Fossil Chief Financial Officer Dennis Sector said one way the company is increasing its use of technology is by boosting its digital presence and focusing less on adding physical stores.
Sector said the company plans to open only 10 brick-and-mortar stores this year. Last year, the company added 30 retail stores and 24 new outlet stores. Sector said the company hopes the focus on online will help how the company sells its products as well as how it interacts with consumers.
The company is interested in keeping its capital structure flexible so that it can potentially acquire a company that could "change the way technology is embedded into our supply chain," Sector said.
The company's focus on wearable technology is not limited to just its own branded products.
"We have a wearable technology that's coming out next year with Michael Kors that could really turbocharge the entire industry," he said, declining to provide specifics. "We still have huge opportunity with wearable technology not just around the world but in the U.S., too."
Recharging the Michael Kors watch business is much needed following Kors' fiscal fourth-quarter earnings release in May. Executives attributed a "significant portion" of the fashion label's 6.7% decline in comparable store sales to a drop in North American watch sales.

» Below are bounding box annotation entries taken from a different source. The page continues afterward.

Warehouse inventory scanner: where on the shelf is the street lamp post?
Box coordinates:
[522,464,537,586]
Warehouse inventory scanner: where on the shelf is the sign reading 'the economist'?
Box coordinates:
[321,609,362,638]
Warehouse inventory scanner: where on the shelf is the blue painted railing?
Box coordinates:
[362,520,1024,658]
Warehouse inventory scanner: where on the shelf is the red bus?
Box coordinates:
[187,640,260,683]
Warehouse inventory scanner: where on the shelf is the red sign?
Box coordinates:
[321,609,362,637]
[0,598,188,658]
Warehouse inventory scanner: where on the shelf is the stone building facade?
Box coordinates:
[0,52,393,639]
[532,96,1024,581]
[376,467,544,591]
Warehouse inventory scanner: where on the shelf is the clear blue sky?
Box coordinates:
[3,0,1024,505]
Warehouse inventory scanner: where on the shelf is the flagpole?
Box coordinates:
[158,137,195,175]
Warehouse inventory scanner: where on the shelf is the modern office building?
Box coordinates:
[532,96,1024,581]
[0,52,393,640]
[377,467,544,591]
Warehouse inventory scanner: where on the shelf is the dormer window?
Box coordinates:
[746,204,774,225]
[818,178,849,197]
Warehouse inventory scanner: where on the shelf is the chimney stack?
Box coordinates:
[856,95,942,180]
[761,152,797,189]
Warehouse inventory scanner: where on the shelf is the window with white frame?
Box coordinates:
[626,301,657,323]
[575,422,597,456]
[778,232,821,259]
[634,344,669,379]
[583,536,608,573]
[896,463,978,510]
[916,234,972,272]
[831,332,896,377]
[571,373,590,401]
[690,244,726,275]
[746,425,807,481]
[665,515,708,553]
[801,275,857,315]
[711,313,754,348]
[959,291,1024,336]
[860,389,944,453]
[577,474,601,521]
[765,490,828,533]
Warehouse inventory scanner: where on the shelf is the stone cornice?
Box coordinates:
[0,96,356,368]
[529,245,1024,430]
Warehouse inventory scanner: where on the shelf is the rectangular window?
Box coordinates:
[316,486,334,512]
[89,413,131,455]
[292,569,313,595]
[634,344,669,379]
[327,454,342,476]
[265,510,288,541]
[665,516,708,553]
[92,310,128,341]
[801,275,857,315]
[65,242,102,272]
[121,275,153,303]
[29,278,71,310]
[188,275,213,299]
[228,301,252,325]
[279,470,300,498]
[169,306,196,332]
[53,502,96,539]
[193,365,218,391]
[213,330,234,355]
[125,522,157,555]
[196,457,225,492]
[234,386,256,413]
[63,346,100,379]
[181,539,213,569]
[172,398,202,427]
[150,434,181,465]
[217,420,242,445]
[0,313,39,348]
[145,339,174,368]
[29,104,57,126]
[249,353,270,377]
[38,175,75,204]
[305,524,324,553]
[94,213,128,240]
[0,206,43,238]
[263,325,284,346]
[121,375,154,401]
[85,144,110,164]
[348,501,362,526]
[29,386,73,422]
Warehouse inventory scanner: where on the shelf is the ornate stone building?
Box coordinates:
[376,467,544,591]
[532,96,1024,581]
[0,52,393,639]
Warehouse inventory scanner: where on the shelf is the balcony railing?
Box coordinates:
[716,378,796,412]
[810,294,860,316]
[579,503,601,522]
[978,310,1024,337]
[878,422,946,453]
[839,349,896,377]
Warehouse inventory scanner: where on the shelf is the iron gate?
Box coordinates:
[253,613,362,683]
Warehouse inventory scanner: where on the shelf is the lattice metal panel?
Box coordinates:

Kartsotis also said that developing a smartwatch such as the Apple Watch is not necessarily Fossil's objective, and the company instead wants to focus on integrating technology in less obvious ways.
"It's not just a full-on smartwatch, but it's also things that look like a regular lifestyle watch that's tech-enabled," he said.
Kartsotis did not provide specifics, other than to say that the company would look to add technology to the company's watch bands, too.
His comments come one day after Apple announced new improvements its Apple Watch operating system at its annual Worldwide Developers Conference in San Francisco. From being able to reply directly to emails from the watch to a new feature called "Time Travel" that allows users to rotate the watch's crown to check their schedules, the Apple Watch will now have a separate operating system for some of its applications. That should allow those applications to run faster. Speed has been a major grievance for many initial users.
Kartsotis said that adding technology into his company's products doesn't mean prices will spike. Fossil watches are priced from $85 to $445. On the company's Web site, Michael Kors watches range from $180 to $495. Apple Watch sells for $349 to $17,000.
On Tuesday, shares of Fossil closed at $70.99, down 1%.